There’s much more we don’t know, and often what we know is obsolete.
We know quite a bit about the NSA’s ECHELON program from a 2000 European investigation, and about the DHS’s plans for Total Information Awareness from 2002, but much less about how these programs have evolved.
We can make inferences about the NSA’s Utah facility based on the theoretical amount of data from various sources, the cost of computation, and the power requirements from the facility, but those are rough guesses at best.
For a lot of this, we’re completely in the dark.

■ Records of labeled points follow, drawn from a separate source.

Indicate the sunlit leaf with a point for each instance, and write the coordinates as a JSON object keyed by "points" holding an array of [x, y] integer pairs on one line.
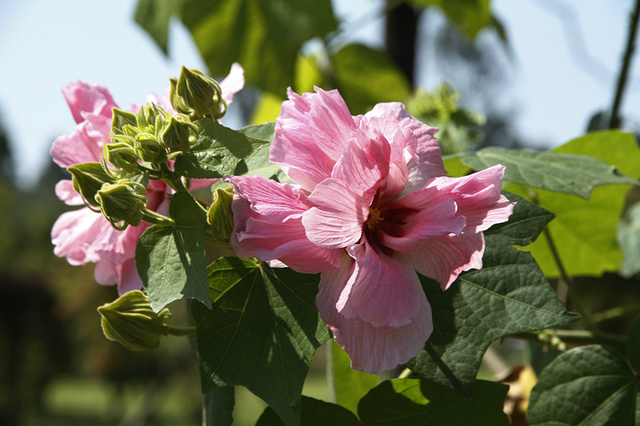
{"points": [[261, 333], [171, 260]]}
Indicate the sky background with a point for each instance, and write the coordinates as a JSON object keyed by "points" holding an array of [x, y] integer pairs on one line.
{"points": [[564, 59]]}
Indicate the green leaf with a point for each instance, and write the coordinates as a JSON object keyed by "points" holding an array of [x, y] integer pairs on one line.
{"points": [[171, 260], [261, 333], [264, 36], [366, 77], [633, 345], [525, 224], [218, 406], [508, 295], [585, 231], [469, 16], [258, 163], [628, 238], [154, 17], [219, 151], [347, 385], [418, 402], [314, 413], [589, 386], [553, 171]]}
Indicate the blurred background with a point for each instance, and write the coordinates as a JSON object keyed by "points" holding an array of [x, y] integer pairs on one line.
{"points": [[537, 74]]}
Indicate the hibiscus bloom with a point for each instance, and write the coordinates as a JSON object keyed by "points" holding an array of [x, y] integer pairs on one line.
{"points": [[370, 208], [82, 236]]}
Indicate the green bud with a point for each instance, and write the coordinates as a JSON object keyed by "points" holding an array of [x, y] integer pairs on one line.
{"points": [[130, 320], [196, 95], [88, 179], [122, 201], [121, 155], [120, 120], [149, 149], [175, 133], [221, 216]]}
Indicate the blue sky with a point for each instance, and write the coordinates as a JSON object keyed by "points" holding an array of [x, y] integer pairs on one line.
{"points": [[46, 44]]}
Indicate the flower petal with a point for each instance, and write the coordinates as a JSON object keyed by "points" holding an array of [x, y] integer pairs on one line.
{"points": [[371, 349], [310, 134], [444, 258]]}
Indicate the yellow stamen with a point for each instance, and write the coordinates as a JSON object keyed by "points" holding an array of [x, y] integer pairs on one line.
{"points": [[374, 218]]}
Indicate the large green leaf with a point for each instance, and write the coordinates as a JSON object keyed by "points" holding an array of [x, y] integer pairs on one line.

The only part of the Surveillance State which I have first hand experience of is the RIPA regime in the United Kingdom. Under RIPA, various organs of the UK State can obtain from telecoms company data about users. This can range from a registered user’s name to every piece of information on a customer held by the telecoms company.
You may wonder how may of these requests are made.
They surely would be exceptional.
In fact, in 2010-11 (the latest year where figures are available) there were 494,078 requests.
None of this is hidden from the UK citizen; the figures are published by a “Interception of Communications Commissioner” in plain view. The figure of 494,078 is at section 7.3 in this report. But as it is buried in a public report, few really care. (Wise civil servants know the advantage of dull public disclosure over needless glamorous secrecy.)
This is State appropriation of user data on an industrial scale. As it is only data (and not interceptions) then no warrant is required, just a signed certificate. The information is usually provided on the nod. And the provision of such information can be crucial: the police obtaining data about a caller on a suddenly aborted 999 call can mean the difference between life and death. However, such purposes do not account for all the requests, and there is little in place to prevent abuse.
One good thing that Edward Snowden has done is that, regardless of whether the documents disclosed come up to proof about Prism, there is now a rare public controversy about the Surveillance State. There was even a statement in the House of Commons requiring the Foreign Secretary to say certain allegations were “baseless” (though noticeably not “false”).
The only limits to the State’s desire to obtain data on its own citizens are probably only practicality, competence, and expense.
There is a debate to be had as to the correct limits are to this intrusion (and those officials who say that “if you’ve nothing to hide, you’ve nothing to fear” are usually most reluctant to tell you what they are doing); but we will not get that debate unless it is demanded. The State certainly does not want to discuss its intentions with us and get our prior approval.
It may well be that the wider claims made this week about Prism are “baseless” – and even false.
But it would not be because the State does not want to have such powers, if they were to become available.
And the expressions of concern this week over the Snowden allegations and the documents disclosed will be an unwelcome reminder to public officials that such powers are not there simply for the taking.
Addendum – 11 June 2013
There is already adverse speculation about Edward Snowden. There are suggestions that his story does not add up.
From my perspective, this is irrelevant if the documents and other evidence prove the Prism programme exists. If there is a Prism programme then there is a Prism programme, and nobiographical fact about Snowden can change that.
Watch the evidence; follow the ball, not the player.